Despite being fully aware that everything would be ‘fine’, it wasn’t until I was confronted with a bloody long walk that I stopped, looked at myself and thought there is absolutely no way you are capable of this. I have these thoughts about fifty times a day, as I imagine a huge amount of us do, but this one was actual, ground in the physicality of the task before me. I used my new skill of just pretending I don’t feel those things and went anyway.

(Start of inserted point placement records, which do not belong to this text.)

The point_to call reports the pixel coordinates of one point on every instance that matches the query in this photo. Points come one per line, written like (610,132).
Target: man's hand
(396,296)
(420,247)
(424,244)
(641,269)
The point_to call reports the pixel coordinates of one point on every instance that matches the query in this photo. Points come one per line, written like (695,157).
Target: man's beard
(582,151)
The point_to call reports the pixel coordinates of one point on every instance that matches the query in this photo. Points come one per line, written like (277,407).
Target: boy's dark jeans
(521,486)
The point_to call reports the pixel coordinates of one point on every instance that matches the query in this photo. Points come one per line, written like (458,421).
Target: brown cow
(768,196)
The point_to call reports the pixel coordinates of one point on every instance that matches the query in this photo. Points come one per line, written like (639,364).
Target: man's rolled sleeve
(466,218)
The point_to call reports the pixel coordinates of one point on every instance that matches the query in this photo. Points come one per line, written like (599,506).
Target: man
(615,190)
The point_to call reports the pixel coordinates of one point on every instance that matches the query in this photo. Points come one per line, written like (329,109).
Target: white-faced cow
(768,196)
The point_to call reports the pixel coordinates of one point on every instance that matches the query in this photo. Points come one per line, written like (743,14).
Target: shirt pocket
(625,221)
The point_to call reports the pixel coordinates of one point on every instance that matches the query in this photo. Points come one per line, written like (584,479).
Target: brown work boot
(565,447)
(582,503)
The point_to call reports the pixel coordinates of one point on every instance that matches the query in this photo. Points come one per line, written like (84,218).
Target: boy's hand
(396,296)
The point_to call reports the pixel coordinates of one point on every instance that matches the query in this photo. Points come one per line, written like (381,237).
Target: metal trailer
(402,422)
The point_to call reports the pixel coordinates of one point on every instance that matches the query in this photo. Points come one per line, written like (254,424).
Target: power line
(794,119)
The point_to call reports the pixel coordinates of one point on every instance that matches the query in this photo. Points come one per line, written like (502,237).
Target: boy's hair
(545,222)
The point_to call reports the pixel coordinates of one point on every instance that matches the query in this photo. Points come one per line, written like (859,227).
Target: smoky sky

Of course it was fine. It was more than fine, it was the single most proud achievement of my life. Getting over my depression has been so gradual and subtle, that although it is something I am proud of, it’s never something I’ve really had a moment of pride about. Standing at the bottom of a fucking massive mountain however, with absolutely no training, gear, ability or mental strength to have got me up there, was present, exhilarating and made my chest hurt with the feeling of success. It was fucking fantastic.
We walked for eight days, about eighteen kilometers a day (some days more, wtf) and with a daily ascent and descent of about one/one and a half kilometers. We started at 900m above sea level and finished at 4100m. This is difficult and hard, but totally achievable for almost everyone, I’m not claiming in any way to have done anything mental. Our first day was our most physically intense, eight hours walking up I think about five hundred million steps and I was flying. Come day three and I was back to my worst. I couldn’t eat, when I went to bed that night I was heading back down in the morning. Something clicked in me though, that I have been fighting with myself for a long time about. I’m obsessed with the belief that I give up rather than try and there was an unconscious change in me this time to not take the easy way out. There were a few opinions of me that I wanted to change and they were pretty much all my own. Next morning there was no question of me not continuing, from me or Jim. From then on it was plain sailing, despite the snowstorms, avalanches and lack of crampons.
People I love have said to me so many times, ‘Now you have done that, you can do anything’, in regards to getting a job or setting off around the world. I’ve never really believed them. But standing at Annapurna Base Camp and now sitting in Hanoi writing this and probably next year when I’m struggling with a shitty day, I really really believe that I can do whatever the fuck I want and I really REALLY look forward to doing just that.